Sunday, February 5, 2012

Editorial: Students Need a Voice

April 21, 2010 by Robert Anderson  

“She will just fail me. She don’t care,” was an immediate reaction of a student one recent afternoon when asked about her “worst class” and why she disliked the teacher. This student, slowly making her way to the nurse, shared her frustration emotionally, as if no one had asked her about her educational experiences previously. “Sometimes I wonder why I come here.”

T.C. Williams is a collection of students of all backgrounds. From the privileged and wealthy who arrive to school in their BMWs to those who leave school in the afternoon knowing their next meal will be at school the next morning, T.C. serves students from an array of backgrounds. Or does it? Is ‘serves’ the correct term?
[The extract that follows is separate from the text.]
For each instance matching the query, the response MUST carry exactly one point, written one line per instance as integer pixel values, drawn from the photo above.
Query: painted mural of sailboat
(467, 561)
The student I encountered in the hallways disagreed with the statement that TC Williams and Alexandria City Public Schools serve all equally. “No one listens to us students,” she said so loudly that hall monitors began to converge on our conversation.

Despite our differences, I can relate to the student I met that afternoon. Students have no voice in their school. There is no forum for student input and there are hundreds, if not thousands of students just like my hallway-loitering friend who have never been listened to.

Students need a voice at T.C. If there is a teacher that needs help or input to improve their performance, students should be able to provide it in a constructive manner. A personal example of how instrumental this could be in the improvement of T.C. Williams lies in a recent personal experience I had here.

For the entire first semester of one of my classes, things were going horribly. The teacher was confusing, off-topic, unproductive, and simply did not cover any material. And the fact was, every student in the class knew it.

“It was an incredible mess,” said one of my fellow students in the class bluntly.

After a an entire semester of this class, I, along with the majority of the rest of the class, was growing weary and began to not really care about the class. Here I was, a pretty good student discussing climate change and the significance of the Tea Pot Dome scandal in my other classes, and I was barely scraping by in this class. I consistently showed up to school without any homework for that class done.

Then one day, the teacher asked if we had any student suggestions to help him improve the quality of his instruction. There was a shared sense of elation throughout the class with this announcement, as many of my fellow students had previously felt uncomfortable with the idea of telling the teacher that he wasn’t measuring up.

But after asking for suggestions from the students, the teacher received generally detailed, thoughtful suggestions from disillusioned students throughout the class.

After reading the suggestions, the teacher seemed shocked. The shortcomings every student in the class had known all year had been a mystery to the teacher. Since the student input however, the class has improved significantly. The curriculum began to be covered and the class suddenly felt slightly more serious. Though today it remains far from an excellent class for college-bound students, improvements were made when the students were asked what they thought on an issue.